EVERETT — The fading colors and the aging slides, swings and tubes of Forest Park’s playground are up for an overdue overhaul in the next several months.
Over time, Everett’s largest park has steadily updated some of its features, notably the Rotary Centennial Water Playground in May 2013. Its terrestrial playground at 205 Park Road in Everett is next in line with a $900,520 project.
The playground was last renovated in 1997, when it was rededicated on Independence Day. Such equipment usually gets replaced every 15 years, the city said. Forest Park’s tiny stationary backhoe, ladders, monkey bars, blue plane with eyes and a smile that rocks back and forth on springs, seesaw, slides, steps, swings and tubes were ready for retirement.
The new play systems will be updated and upgraded to be accessible and inclusive.
“As playgrounds age they require more maintenance to keep them functioning properly and compliant with current guidelines and standards,” said Bob Leonard, assistant director of Everett Parks and Community Services, in an email. “Funding challenges in the past delayed our typical replacement schedule.”
Forest Park was built in the 1930s by the Works Progress Administration of President Franklin Roosevelt’s New Deal. Parts also were developed during that time by the Hall Family in the style of an English garden with holly and laurel, decorative ivy and ornamental conifers. Long ago there was a full-fledged zoo.
Today it features an animal farm, covered picnic areas, fields, halls that can be rented, the playgrounds, a pool, sport courts and trails. The long-term future of the petting zoo is in doubt.
The city does not count its park or playground visitors.
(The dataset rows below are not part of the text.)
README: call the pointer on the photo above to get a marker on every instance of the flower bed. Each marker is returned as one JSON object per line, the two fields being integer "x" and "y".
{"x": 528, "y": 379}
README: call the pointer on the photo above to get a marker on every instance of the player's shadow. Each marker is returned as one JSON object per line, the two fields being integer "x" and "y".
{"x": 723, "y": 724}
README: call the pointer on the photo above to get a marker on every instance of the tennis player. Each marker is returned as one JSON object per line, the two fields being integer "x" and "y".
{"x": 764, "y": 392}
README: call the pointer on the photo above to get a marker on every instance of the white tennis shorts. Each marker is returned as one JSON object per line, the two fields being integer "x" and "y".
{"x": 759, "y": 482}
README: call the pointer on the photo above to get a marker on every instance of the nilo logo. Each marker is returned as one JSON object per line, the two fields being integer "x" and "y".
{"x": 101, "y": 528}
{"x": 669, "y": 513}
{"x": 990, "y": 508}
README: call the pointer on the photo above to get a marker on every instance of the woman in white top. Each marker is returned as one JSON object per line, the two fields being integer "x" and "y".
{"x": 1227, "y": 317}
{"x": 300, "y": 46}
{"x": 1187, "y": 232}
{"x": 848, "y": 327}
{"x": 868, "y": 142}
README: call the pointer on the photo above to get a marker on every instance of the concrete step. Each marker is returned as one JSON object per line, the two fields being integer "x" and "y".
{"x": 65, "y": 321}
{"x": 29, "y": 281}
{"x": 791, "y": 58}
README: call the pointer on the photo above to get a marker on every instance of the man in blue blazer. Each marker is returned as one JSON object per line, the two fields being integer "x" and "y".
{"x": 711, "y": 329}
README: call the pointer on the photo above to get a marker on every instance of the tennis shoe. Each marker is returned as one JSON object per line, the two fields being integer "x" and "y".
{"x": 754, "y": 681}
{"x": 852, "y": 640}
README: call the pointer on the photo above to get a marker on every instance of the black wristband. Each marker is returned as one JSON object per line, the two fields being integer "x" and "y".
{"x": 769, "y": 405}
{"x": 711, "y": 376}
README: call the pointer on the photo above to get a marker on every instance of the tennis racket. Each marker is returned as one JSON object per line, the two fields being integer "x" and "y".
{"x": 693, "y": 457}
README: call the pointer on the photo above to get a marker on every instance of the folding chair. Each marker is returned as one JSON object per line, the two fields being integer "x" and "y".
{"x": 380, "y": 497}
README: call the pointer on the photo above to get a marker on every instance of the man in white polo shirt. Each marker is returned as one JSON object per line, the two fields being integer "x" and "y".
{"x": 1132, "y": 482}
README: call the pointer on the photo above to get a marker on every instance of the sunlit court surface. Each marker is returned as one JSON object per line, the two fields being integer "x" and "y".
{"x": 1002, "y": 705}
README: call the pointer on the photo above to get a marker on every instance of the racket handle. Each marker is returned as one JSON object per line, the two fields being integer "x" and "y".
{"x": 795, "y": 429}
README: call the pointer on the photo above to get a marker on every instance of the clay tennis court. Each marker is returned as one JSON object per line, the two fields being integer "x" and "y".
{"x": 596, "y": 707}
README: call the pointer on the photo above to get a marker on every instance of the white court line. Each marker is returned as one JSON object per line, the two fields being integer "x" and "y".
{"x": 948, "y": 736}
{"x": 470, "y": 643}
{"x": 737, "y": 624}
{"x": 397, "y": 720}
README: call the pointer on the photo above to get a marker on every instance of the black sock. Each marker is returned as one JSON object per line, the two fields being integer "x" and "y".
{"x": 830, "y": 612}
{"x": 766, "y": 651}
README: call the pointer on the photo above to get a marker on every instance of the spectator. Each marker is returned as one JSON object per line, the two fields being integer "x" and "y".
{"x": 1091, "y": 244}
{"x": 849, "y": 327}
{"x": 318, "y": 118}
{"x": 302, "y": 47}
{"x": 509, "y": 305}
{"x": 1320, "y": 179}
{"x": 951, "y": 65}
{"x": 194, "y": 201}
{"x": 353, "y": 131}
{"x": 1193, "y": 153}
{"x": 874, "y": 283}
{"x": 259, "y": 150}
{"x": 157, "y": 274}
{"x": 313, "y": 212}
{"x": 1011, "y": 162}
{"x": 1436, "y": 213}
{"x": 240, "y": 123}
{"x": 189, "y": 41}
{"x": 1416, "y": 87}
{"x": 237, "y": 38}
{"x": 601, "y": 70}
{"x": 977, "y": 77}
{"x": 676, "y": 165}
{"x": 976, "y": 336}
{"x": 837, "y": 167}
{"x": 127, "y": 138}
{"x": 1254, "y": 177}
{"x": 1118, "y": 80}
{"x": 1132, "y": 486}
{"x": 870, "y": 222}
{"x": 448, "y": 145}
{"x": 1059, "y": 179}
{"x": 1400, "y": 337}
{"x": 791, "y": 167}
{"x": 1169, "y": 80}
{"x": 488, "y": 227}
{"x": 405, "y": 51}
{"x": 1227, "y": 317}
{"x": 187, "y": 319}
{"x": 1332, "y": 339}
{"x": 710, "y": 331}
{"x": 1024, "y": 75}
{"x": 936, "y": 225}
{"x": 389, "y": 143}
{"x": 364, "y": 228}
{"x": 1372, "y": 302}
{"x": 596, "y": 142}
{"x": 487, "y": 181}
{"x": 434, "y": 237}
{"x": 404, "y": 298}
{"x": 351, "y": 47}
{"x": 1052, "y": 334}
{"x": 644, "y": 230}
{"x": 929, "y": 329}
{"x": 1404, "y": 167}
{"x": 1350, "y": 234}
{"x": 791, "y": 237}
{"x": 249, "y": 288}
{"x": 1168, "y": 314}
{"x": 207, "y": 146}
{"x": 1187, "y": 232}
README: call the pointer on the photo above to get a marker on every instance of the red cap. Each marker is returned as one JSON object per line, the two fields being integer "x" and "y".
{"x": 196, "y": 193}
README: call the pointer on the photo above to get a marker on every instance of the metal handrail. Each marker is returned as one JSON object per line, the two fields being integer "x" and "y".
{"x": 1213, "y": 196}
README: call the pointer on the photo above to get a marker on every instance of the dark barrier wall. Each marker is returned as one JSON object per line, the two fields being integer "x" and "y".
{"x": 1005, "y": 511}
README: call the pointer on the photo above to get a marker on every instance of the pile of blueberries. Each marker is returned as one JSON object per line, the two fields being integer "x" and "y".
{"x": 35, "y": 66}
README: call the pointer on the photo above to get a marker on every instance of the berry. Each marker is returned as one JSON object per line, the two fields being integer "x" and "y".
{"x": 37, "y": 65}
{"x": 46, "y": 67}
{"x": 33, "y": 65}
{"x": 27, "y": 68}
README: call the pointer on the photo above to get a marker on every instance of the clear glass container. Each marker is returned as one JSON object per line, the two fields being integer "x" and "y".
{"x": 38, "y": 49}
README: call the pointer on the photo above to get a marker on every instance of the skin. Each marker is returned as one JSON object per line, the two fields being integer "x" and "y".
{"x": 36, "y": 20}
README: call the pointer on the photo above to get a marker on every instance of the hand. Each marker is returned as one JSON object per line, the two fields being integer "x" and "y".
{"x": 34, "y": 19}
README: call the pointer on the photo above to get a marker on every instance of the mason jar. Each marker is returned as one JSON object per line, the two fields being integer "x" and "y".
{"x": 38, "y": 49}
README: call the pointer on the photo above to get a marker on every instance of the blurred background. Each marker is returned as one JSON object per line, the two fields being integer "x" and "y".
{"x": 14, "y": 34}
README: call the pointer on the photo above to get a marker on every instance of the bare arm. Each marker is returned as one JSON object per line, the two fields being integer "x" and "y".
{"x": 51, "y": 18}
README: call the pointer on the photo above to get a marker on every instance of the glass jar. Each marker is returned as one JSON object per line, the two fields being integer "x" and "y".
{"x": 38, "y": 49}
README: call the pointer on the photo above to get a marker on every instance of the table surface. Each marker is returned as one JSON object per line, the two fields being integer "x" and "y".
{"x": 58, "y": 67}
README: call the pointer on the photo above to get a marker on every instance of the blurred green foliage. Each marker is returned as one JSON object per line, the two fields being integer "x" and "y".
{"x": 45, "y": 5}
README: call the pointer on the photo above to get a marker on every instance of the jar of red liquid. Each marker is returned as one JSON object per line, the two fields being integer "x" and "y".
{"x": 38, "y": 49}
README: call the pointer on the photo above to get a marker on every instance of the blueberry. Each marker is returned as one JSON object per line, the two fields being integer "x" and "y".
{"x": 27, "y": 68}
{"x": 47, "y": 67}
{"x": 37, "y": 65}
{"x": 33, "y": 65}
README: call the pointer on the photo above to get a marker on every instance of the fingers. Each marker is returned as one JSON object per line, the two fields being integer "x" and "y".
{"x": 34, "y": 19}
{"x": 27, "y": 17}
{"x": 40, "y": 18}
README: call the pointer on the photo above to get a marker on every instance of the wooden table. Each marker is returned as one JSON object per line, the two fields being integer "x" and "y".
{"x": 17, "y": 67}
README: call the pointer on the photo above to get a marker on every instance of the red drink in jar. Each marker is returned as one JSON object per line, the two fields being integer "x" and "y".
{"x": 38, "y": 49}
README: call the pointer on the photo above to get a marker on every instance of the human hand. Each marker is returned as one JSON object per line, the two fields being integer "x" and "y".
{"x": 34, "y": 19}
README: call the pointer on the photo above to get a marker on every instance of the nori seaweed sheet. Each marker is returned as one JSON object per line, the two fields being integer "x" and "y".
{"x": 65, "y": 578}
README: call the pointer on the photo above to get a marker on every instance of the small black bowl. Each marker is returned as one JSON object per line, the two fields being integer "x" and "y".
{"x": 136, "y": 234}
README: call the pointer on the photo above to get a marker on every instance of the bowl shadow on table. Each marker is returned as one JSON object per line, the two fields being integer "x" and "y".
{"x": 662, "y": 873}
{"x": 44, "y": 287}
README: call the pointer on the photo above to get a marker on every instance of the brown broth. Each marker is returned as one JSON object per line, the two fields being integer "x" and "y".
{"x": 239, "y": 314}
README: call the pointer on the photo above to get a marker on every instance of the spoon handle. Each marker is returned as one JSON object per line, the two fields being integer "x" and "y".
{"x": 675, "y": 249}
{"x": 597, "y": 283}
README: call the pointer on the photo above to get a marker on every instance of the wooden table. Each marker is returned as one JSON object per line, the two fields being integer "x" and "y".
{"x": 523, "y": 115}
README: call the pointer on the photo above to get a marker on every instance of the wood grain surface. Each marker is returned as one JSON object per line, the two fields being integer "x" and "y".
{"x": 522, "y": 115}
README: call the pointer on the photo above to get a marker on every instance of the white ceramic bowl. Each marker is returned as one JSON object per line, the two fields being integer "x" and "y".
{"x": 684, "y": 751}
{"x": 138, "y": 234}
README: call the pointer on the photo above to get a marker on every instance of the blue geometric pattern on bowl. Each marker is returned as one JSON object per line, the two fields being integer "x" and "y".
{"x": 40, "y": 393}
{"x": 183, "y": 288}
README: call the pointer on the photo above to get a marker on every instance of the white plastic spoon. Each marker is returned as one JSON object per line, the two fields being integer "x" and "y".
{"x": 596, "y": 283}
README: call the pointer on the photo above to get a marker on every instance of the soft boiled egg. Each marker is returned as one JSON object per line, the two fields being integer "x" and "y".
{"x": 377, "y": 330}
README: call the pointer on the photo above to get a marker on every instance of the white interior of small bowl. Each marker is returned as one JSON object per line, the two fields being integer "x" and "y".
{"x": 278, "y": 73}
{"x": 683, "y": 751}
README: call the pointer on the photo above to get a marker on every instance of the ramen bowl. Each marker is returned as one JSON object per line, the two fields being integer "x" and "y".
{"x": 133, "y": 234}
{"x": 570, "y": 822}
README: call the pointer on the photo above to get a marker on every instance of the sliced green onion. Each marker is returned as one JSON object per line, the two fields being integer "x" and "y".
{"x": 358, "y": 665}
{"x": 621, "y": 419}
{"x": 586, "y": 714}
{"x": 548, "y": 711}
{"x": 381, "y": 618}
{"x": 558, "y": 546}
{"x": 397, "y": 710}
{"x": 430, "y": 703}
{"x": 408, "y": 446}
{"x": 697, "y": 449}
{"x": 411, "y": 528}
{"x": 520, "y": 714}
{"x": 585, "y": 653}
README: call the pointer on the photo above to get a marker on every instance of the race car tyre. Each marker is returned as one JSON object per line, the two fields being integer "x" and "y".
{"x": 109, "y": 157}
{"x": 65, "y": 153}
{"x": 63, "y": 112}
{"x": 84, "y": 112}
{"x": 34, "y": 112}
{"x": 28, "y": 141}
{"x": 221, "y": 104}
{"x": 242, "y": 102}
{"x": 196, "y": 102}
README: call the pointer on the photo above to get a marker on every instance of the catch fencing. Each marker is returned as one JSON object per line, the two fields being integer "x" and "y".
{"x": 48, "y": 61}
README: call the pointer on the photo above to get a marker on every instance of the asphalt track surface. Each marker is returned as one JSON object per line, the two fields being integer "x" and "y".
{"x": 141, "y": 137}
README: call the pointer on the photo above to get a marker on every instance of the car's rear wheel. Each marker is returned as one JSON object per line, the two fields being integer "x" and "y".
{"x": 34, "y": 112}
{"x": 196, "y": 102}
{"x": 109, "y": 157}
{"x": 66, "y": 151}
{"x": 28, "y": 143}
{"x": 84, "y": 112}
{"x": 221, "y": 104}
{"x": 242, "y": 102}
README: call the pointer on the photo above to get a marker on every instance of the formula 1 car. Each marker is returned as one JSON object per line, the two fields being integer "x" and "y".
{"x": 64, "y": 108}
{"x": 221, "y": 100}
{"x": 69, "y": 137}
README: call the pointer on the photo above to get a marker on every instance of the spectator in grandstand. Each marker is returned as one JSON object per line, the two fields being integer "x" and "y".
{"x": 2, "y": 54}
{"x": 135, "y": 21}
But city staff said it is thought to be the busiest playground owned by Everett.
“On any day people can be seen on the playground, and during times of good weather the playground probably serves hundreds of users every day,” Leonard said.
That proved true during a recent dreary, wet afternoon in late December, when two families hopped out of their cars for a damp romp on the slides and swings.
Existing playground equipment did not have any structural problems, Leonard said. A reason why is the schedule for maintenance staff inspections and two National Parks and Recreation Association certified playground safety inspectors, he said.
The playground and the surrounding wood chips will be removed. Separate play systems for children between 2 and 5 and 5 and 12 years old, slides, swings and climbing, spinning and tactile equipment will be installed.
Artificial turf or rubber tiles, which cushion falls better and require less maintenance, will replace the wood fiber. Combined with ramps and ground-level gear, the equipment and space is intended to be more accessible for people who have a disability.
There were 1,095 children younger than 18 in Snohomish County who received disability benefits in 2018, according to the Social Security Administration.
Since 2010, playground equipment and facilities that are built or renovated must adhere to the ADA Standards for Accessible Design. Leonard said all Everett Parks playgrounds meet National Parks and Recreation guidelines, American Society of Testing Materials standards and ADA requirements.
Landscape Structures, based in Minnesota, designed the replacement playground and will provide and install the equipment, once the contract with the city is completed. The company has playground equipment at several City of Everett parks.
The playground will close this winter for up to four months, depending on weather. Leonard said it should reopen by Memorial Day.